I recently began reading the blog written by Dave Kellogg who is the CEO of Mark Logic, a company devoted to XML-based content management. I think I came to notice them when I discovered what cool technology EMC got when it bought X-hive which has now become Documentum xDb/XML Store. Mark Logic and X-hive was of course competitors in the XML Database market. In a recent blog post he reflects on the Palantir product after attending their Government Conference.

The main scope of his blog post is around different business models for a startup and that is not my expertise and I don’t have any particular opinion around that although I tend to agree and it was interesting to read his reflections of how other companies such as Oracle (yet another competitor to Mark Logic and xDb) have approached this.

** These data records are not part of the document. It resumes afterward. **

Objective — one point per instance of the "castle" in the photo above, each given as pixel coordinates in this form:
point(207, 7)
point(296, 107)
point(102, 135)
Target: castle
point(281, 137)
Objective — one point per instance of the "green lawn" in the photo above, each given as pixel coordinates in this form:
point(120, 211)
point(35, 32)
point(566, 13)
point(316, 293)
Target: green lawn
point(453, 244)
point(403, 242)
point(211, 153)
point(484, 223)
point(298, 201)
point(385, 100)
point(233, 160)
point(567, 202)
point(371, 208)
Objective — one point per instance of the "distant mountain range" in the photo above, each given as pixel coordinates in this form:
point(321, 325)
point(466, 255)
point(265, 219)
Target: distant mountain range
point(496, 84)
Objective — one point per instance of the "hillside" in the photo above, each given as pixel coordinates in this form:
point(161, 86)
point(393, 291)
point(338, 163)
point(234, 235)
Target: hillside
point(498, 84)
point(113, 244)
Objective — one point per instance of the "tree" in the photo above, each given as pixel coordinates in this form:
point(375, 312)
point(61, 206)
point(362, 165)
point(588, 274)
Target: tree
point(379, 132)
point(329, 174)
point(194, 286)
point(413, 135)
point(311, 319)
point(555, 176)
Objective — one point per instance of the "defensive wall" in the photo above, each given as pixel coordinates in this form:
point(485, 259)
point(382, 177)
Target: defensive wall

Instead my thinking is based around his analysis of the product that Palantir offers and how that technology relates to other technology. I think most people (including Kellogg) mainly view Palantir as a visualisation tool because you see all these nice graphs, bars, timelines and maps displaying information. What they tend to forget is that there is huge difference between a tool that ONLY do visualisation and one that actually let you modify the data (actually modifying contextual data around them such as metadata and relations) within those perspectives. There are many different tools around Social Network Analysis for instance. However, many of them assumes that you already have databases full of data just waiting to be visualised and explored. Nothing new here. This is also what many people use Business Intelligence toolkits for. Accessing data in warehouses that is already their, although the effort of getting there from transactions oriented systems (like in retail) is not small in any way. However, the analyst using these visualisation-heavy toolkits access data read-only and only adds analysis of data already structured.

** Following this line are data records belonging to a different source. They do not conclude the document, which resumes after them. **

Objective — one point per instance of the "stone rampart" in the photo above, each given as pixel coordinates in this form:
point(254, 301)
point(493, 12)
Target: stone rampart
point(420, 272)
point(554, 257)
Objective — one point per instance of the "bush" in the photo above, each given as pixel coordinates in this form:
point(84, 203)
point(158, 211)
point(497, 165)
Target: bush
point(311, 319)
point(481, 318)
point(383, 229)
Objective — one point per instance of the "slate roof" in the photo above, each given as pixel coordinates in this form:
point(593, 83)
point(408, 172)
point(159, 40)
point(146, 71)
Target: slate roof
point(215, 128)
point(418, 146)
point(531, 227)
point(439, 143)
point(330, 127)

Here is why Palantir is different. It provides access to raw data such as police reports, military reports, open source data. Most of it in unstructured or semi-structured form. When it comes into the system it is not viewable in all these fancy visualisation windows Palantir has. Instead, the whole system rests on a collaborative process where people perform basic analysis which includes manual annotations of words in reports. This digital marker pen allows users to create database objects or connect to existing ones. Sure this is supported by automatic features such as entity extraction but if you care about data quality you do not dare to put them in automatic mode. After all this is done you can start exploring the annotated data and linkages between objects.

However, I do agree with Dave Kellogg that if people think BI is hard, this is harder. The main reason is that you have to have a method or process to do this kind of work. There are no free lunches – no point of dreaming about full automation here. And people need training and mindset to be able to work efficiently. Having played around with TIBCO Spotfire lately I feel that there is a choice between integrated solutions like Palantir which has features from many software areas (BI, GIS, ECM, Search etc) or using dedicated toolkits with your own integration. Powerful BI with data mining is best done in BI-systems whereas they probably never will provide the integration between features that vendors like Palantir offers. An open architecture based on SOA can probably make integration in many ways easier.